McConnell, a polio survivor, said in a statement that ‘efforts to undermine public confidence in proven cures are not just uninformed – they’re dangerous.’ 

‘Anyone seeking the Senate’s consent to serve in the incoming Administration would do well to steer clear of even the appearance of association with such efforts,’ he added, without naming Kennedy, a vaccine skeptic who is President-elect Trump’s choice to lead the Department of Health and Human Services. 

McConnell’s statement follows a New York Times report on Friday that highlighted how Kennedy’s personal attorney, Aaron Siri, had represented clients in cases that sought to rescind approval for a version of the polio vaccine and others. 

‘Like millions of families before them, my parents knew the pain and fear of watching their child struggle with the life-altering diagnosis of polio. From the age of two, normal life without paralysis was only possible for me because of the miraculous combination of modern medicine and a mother’s love. But for millions who came after me, the real miracle was the saving power of the polio vaccine,’ McConnell said.

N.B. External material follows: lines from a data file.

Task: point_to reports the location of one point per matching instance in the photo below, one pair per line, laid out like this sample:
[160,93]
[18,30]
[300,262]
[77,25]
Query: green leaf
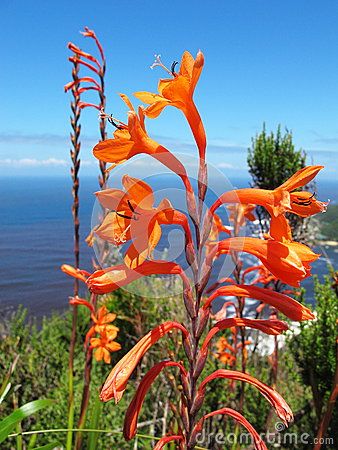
[50,446]
[8,424]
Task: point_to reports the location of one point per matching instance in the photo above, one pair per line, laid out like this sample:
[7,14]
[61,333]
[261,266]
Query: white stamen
[158,63]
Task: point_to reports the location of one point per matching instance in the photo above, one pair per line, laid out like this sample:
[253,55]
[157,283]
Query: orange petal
[283,303]
[113,199]
[117,380]
[187,64]
[126,100]
[133,411]
[114,150]
[114,229]
[113,346]
[279,404]
[73,272]
[139,191]
[149,98]
[257,440]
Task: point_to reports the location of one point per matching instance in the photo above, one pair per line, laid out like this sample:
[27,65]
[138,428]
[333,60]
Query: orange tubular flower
[117,380]
[133,216]
[281,199]
[75,273]
[273,327]
[133,411]
[279,404]
[285,304]
[112,278]
[132,139]
[104,345]
[239,213]
[288,261]
[178,91]
[258,443]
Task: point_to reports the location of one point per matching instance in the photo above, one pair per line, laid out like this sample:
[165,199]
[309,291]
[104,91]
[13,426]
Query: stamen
[115,122]
[306,202]
[158,63]
[133,210]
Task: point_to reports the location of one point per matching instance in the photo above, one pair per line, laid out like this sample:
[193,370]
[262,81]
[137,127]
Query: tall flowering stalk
[74,153]
[133,220]
[94,82]
[79,86]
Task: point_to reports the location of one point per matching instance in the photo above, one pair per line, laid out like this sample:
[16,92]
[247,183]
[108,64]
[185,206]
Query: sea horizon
[37,238]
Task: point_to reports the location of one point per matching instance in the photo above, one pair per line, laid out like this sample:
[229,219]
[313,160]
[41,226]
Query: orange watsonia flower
[108,280]
[117,380]
[178,91]
[257,440]
[132,139]
[133,216]
[133,411]
[263,275]
[240,213]
[281,199]
[288,261]
[273,327]
[166,440]
[104,345]
[279,404]
[102,320]
[217,227]
[283,303]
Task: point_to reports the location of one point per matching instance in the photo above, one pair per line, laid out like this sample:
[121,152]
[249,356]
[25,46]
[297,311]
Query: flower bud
[189,303]
[202,319]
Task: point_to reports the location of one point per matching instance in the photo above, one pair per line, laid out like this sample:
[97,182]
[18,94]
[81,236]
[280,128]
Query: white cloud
[224,166]
[33,162]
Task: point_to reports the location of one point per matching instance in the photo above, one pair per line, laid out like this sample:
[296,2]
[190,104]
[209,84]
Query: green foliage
[272,159]
[41,372]
[314,349]
[9,423]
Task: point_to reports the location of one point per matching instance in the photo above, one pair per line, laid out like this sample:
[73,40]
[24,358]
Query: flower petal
[118,378]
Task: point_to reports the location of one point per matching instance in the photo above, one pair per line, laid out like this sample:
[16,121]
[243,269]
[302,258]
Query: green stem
[86,430]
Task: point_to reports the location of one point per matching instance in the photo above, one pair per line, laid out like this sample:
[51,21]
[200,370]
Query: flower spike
[132,413]
[117,380]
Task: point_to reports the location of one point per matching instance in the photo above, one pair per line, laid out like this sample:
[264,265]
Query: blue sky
[266,61]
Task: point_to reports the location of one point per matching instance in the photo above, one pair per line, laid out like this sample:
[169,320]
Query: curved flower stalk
[257,440]
[133,217]
[282,409]
[281,199]
[134,408]
[117,380]
[283,303]
[178,91]
[273,327]
[95,82]
[132,139]
[288,261]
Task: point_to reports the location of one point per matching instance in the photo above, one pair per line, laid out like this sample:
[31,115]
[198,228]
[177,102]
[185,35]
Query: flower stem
[74,153]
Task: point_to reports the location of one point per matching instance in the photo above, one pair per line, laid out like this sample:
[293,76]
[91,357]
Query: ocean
[36,238]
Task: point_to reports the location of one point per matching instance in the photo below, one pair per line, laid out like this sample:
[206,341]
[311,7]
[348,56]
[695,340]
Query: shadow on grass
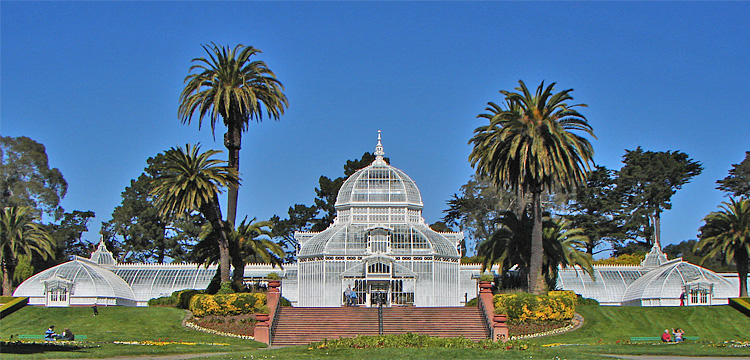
[18,347]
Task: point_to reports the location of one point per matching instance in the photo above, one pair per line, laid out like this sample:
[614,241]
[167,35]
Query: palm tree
[564,246]
[249,242]
[510,246]
[20,235]
[727,233]
[191,181]
[531,146]
[230,85]
[252,243]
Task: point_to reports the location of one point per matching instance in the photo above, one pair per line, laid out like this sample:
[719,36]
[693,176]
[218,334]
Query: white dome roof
[90,281]
[668,280]
[379,184]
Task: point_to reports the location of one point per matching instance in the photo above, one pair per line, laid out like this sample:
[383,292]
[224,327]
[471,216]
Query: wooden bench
[41,337]
[657,338]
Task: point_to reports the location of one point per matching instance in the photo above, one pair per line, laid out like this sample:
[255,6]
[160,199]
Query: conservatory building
[657,281]
[380,246]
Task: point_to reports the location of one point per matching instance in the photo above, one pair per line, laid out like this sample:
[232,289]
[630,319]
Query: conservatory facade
[380,246]
[657,281]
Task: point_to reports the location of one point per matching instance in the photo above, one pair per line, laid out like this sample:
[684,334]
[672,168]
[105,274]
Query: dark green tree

‘For decades, I have been proud to work with devoted advocates – from Rotary International to the Gates Foundation – and use my platform in public life to champion the pursuit of cures for further generations. I have never flinched from confronting specious disinformation that threatens the advance of lifesaving medical progress, and I will not today. 

The GOP leader was joined by his Democratic counterpart, Senate Majority Leader Chuck Schumer, who demanded that RFK Jr. make his position on the polio vaccine clear.

‘This would undoubtedly make America sick again,’ Schumer said, sharing the Times report on X. ‘It’s outrageous and dangerous for people in the Trump Transition to try and get rid of the polio vaccine that has virtually eradicated polio in America and saved millions of lives. RFK Jr. must state his position on this.’ 

Reached for comment, a Trump transition team spokesperson said, ‘Mr. Kennedy believes the Polio Vaccine should be available to the public and thoroughly and properly studied.’